SPI Cinemas has existing debt of Rs 160 crore. Based on Friday’s closing price of PVR, the enterprise value of SPI Cinemas works out to about Rs 1,000 crore, according to BloombergQuint’s calculations.

The deal is expected to be closed in the next 30 days and the merger will be completed over nine to 12 months.

What Will The Acquisition Do For PVR?

  • The acquisition of SPI, the largest cinema exhibitor in south India, will make PVR the seventh-largest multiplex chain in the world, according to a company presentation.
  • On completion of the acquisition, PVR’s total screen count will increase to 706 across 152 properties and 60 cities. PVR had acquired Cinemax in 2013, followed by the acquisition of DT Cinemas in 2016.
  • SPI Cinemas has a network of 76 screens across 17 properties and 10 cities across Tamil Nadu, Telangana, Karnataka, Kerala, Mumbai and Andhra Pradesh. SPI has a pipeline of more than 100 screens, which are expected to become operational over the next five years.
  • Post acquisition, box office revenue from regional films for PVR will increase from 19 percent to 22 percent.

Financials

For financial year ended March 2018, SPI generated a revenue of Rs 310 crore. For the corresponding period, revenue of PVR stood at Rs 2,365 crore.
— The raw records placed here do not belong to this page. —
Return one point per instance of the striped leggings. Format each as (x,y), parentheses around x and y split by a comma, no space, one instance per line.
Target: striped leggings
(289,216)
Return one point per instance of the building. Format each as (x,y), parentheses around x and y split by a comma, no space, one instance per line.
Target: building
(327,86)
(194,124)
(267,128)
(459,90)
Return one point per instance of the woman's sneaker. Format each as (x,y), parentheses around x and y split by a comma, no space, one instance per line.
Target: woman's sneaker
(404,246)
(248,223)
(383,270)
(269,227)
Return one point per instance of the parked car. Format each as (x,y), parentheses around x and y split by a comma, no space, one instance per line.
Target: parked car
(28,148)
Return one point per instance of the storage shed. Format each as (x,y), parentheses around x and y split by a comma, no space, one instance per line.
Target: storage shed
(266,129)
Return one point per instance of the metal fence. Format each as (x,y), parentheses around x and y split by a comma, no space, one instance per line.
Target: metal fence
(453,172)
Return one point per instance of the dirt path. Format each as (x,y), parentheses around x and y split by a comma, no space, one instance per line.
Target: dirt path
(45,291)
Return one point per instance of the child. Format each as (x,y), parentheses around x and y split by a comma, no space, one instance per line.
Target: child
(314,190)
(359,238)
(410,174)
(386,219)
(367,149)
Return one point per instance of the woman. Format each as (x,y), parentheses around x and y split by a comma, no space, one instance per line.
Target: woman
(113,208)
The average occupancy rate for SPI is 58 percent, much higher than PVR’s 31.3 percent. The acquisition will also increase south India’s share in PVR’s overall screen portfolio from 26 percent to 35 percent, with maximum number of screen additions in Tamil Nadu. At present, PVR has 47 screens across the state, which will go up to 89 post the acquisition.

“For us, expansion of southern India was one of the key objective and this acquisition will further strengthen in that markets as we roll out to Tier-2 and Tier-3 in south India, Nitin Sood, chief financial officer at PVR,” told BloombergQuint. The company expects almost 35 percent of its screen portfolio to be from the southern states by the end of this financial year, he added.

We have no plans to change the branding especially for Tamil Nadu markets, as Satyam is very strong operator there...our focus would be to take leverage of that position.
Nitin Sood, CFO, PVR

PVR already had a debt of almost Rs 600 crore, and is currently at debt equity of 0.5x which will go up post this acquisition.

Brokerage Take

Dolat Capital

  • Acquisition of Satyam remains positive for PVR in the long term despite high valautions.
  • Scalability for Satyam may be tougher for PVR as compared to DT cinemas as South has challenges in average ticket prices cap.
  • Realisation in southern markets not as high as western and northern in terms of ad spends.
  • South India demands a higher distributor share for regional content due to their higher dependency on single screens for collection.

CLSA

  • PVR to be the no.1 operator in the top three cities of South India (Chennai, Bangalore and Hyderabad) post acquisition
  • Higher occupancy levels partially justify the premium valuation.